Patanjali dice que cuando se presenta esta quietud, uno reside en su verdadera naturaleza, en el alma; si no ocurre este estado uno sigue erráticamente identificándose con una mente condicionada, llena de  aflicciones o contaminantes que no le permiten ver su propia naturaleza.

 

Patanjali explica luego que para logar esto es necesario una gran paciencia y resolución, cultivando "vairāgya", desapego, no reactividad. Esto es un deseo paciente pero constante, consciente de que sólo el estado del yoga permitirá satisfacer nuestra condición existencial mayormente miserable. Para detener las fluctuaciones, "vrttis", Patanjali habla de los dos tipos de samadhis, el segundo de los cuales es en sí mismo el estado del yoga.
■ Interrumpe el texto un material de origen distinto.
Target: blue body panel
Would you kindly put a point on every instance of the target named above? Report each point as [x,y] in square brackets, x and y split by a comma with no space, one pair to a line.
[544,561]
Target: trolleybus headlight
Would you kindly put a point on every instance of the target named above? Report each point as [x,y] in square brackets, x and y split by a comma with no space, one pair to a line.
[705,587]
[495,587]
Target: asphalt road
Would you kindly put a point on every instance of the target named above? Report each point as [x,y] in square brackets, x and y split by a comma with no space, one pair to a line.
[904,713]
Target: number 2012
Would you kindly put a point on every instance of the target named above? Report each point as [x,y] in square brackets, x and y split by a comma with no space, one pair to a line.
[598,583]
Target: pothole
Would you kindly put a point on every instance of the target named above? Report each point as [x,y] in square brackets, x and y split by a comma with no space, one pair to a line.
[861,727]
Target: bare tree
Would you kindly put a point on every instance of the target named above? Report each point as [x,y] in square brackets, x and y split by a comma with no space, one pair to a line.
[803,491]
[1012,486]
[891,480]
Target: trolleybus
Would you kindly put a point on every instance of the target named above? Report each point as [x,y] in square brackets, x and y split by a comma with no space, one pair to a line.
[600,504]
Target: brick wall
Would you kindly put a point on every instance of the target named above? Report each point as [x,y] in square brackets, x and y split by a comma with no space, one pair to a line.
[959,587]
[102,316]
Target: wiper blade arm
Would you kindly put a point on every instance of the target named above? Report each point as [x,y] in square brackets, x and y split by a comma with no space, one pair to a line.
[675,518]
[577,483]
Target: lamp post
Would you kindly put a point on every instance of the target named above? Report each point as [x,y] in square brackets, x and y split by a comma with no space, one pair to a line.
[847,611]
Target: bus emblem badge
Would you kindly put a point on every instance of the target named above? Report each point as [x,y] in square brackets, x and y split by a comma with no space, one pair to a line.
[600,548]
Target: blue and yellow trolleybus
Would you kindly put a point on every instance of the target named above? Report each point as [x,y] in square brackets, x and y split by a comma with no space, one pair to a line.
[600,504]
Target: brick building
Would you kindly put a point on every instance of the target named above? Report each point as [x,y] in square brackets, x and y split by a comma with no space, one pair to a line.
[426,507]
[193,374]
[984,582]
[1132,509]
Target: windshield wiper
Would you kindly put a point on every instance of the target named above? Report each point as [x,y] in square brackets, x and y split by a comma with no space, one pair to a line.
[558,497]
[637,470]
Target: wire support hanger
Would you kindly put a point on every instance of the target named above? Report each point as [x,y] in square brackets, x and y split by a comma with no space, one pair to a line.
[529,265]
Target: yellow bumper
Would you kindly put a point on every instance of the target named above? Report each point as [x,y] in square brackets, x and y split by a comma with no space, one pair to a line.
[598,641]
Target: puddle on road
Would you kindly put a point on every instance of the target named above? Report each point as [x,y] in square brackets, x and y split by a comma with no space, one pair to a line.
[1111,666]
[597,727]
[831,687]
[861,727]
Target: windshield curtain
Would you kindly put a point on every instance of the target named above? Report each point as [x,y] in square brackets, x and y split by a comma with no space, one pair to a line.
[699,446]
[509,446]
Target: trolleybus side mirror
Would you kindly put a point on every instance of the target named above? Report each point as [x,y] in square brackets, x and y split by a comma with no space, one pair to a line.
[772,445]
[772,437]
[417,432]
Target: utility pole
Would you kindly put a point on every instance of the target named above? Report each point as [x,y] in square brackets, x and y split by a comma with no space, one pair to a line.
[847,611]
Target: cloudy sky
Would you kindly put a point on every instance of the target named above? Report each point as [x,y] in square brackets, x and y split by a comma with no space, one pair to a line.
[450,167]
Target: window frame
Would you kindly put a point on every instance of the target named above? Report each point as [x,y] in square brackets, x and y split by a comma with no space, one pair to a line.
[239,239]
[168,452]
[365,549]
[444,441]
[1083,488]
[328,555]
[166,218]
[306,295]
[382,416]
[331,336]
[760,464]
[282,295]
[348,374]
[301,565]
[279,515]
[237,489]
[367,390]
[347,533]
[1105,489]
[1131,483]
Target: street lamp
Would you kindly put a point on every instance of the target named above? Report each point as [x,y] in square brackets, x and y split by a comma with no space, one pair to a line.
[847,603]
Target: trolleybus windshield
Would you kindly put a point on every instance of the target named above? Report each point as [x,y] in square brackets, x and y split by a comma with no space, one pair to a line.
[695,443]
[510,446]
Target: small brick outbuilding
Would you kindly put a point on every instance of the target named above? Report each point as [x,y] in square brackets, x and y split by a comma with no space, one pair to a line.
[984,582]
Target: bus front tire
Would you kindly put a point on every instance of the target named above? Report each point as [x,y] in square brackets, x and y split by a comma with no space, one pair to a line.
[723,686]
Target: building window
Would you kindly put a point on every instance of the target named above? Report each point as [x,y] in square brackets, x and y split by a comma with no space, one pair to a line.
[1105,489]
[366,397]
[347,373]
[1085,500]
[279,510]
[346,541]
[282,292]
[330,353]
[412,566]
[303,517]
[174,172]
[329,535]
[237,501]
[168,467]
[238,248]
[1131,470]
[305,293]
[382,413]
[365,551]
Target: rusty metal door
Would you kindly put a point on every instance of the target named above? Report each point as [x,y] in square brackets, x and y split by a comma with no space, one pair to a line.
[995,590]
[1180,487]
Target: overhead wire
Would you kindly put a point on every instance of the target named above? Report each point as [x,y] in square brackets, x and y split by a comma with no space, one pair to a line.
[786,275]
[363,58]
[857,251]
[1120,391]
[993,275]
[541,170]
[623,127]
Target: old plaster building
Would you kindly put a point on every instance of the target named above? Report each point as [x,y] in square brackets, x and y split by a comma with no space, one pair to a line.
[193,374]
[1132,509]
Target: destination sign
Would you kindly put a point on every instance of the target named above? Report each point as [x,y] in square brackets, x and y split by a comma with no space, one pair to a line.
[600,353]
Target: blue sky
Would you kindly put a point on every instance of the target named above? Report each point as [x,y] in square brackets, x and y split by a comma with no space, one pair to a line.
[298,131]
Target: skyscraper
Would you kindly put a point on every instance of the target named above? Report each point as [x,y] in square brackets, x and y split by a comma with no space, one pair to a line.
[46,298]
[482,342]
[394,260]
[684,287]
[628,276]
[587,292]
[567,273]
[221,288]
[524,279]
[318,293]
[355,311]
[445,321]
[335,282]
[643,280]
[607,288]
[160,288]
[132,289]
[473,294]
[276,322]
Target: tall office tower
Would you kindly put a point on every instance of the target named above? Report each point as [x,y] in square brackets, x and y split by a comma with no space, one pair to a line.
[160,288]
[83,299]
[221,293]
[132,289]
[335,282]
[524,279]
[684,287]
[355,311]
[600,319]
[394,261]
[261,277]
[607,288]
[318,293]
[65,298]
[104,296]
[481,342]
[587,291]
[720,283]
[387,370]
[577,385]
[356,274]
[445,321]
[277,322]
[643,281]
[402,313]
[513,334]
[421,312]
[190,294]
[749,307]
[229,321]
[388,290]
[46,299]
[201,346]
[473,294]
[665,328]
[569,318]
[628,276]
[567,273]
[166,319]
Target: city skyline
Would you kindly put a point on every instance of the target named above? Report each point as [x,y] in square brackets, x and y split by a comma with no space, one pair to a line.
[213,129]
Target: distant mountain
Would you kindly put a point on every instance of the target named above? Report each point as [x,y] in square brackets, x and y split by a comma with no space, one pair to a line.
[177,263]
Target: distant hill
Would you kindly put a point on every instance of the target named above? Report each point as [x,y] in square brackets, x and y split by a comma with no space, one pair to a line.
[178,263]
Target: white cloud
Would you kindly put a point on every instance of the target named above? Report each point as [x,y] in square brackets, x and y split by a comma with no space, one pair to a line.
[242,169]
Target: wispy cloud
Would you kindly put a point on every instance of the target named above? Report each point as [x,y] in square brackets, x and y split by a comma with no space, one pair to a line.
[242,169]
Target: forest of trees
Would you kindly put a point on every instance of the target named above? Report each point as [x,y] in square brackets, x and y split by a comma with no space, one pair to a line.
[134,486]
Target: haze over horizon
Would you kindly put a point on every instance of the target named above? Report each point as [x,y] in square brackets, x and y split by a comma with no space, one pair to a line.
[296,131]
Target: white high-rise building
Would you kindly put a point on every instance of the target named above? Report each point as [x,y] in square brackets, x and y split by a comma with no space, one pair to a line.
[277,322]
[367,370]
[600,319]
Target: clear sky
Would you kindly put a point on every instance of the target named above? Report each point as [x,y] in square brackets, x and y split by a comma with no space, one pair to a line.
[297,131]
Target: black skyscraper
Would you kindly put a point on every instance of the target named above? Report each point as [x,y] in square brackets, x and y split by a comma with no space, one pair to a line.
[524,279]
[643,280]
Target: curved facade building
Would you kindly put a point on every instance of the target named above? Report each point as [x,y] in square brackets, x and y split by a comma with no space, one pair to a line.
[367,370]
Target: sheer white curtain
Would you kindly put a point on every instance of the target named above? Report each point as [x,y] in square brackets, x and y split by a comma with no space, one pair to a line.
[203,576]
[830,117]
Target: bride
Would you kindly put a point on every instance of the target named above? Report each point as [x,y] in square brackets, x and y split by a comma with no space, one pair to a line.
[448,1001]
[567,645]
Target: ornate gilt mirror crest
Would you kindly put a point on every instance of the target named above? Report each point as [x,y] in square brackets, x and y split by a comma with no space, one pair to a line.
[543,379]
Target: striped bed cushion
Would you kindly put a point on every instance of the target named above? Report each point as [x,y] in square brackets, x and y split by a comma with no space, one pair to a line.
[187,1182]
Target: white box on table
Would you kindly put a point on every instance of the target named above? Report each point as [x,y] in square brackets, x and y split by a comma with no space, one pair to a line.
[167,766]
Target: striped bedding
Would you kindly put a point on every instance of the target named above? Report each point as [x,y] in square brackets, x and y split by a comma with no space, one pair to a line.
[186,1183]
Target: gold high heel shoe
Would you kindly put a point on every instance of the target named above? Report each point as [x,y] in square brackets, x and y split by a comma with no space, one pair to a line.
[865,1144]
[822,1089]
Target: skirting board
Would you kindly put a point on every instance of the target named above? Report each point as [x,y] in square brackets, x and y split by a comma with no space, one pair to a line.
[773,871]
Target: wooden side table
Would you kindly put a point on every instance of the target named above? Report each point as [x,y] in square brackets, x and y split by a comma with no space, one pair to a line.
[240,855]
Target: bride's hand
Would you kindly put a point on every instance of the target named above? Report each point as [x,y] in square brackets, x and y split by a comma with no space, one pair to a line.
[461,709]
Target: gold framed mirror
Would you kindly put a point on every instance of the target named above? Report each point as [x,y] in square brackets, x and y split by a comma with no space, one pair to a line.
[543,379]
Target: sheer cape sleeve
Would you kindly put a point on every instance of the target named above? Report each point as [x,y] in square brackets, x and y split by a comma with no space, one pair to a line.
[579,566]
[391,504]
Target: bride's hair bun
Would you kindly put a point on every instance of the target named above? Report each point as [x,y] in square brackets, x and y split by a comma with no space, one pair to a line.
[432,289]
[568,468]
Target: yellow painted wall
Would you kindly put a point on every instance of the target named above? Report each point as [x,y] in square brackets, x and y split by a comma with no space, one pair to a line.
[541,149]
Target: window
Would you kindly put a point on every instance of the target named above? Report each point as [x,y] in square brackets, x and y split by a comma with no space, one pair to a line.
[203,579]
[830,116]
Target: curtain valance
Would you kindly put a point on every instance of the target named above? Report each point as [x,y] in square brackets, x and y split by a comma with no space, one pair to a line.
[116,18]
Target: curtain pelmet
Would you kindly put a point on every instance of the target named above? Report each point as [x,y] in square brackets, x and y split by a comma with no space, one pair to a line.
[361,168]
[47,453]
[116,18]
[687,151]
En el sutra 41 se define samadhi como el estado en el que la mente es tan clara, calma, relajada y concentrada que simplemente refeja las cualidades objetivas del objeto en el que se fija, la facultad sensorial o el mismo conocedor. El cultivo del samadhi requiere de una diligencia enorme, por lo cual, como el mismo Krishna antes, Patanjali menciona que existe otro sendero para alcanzar la liberación: la devoción a Dios (el bhakti yoga). Wallis explica que, para Patanjali, recitar "Om" es igual a contemplar a Dios.

 

Así podemos empezar a ver como vivimos actualmente un yoga secularizado, diluido de su contenido religioso-místico. Esto es en cierta forma parádojico, porque en muchos casos lo que hace que una persona busque hacer yoga es esta misma aura mística que tiene, la cual funciona solamente como parte del marketing. Y es que para realmente darle vida a la dimensión mística del yoga, es necesario un compromiso y una disciplina que no son tan atractivos como la cultura del fitness y la belleza que hemos llegado a asociar con el yoga. Por otro lado, el yoga siempre ha sido ecléctico y variopinto, así que no es de escandalizarnos que se desdoble en múltiples vertientes y hoy en día se presente de una forma ajustada a los paradigmas sociales y económicos de nuestra cultura. Y, como han demostrado diversos estudios, el yoga que practicamos en Occidente es una actividad muy saludable que tiene múltiples beneficios, así que no hay que desdeñarlo. Con este artículo, sólo aclaramos que es distinto a como se concebía antiguamente.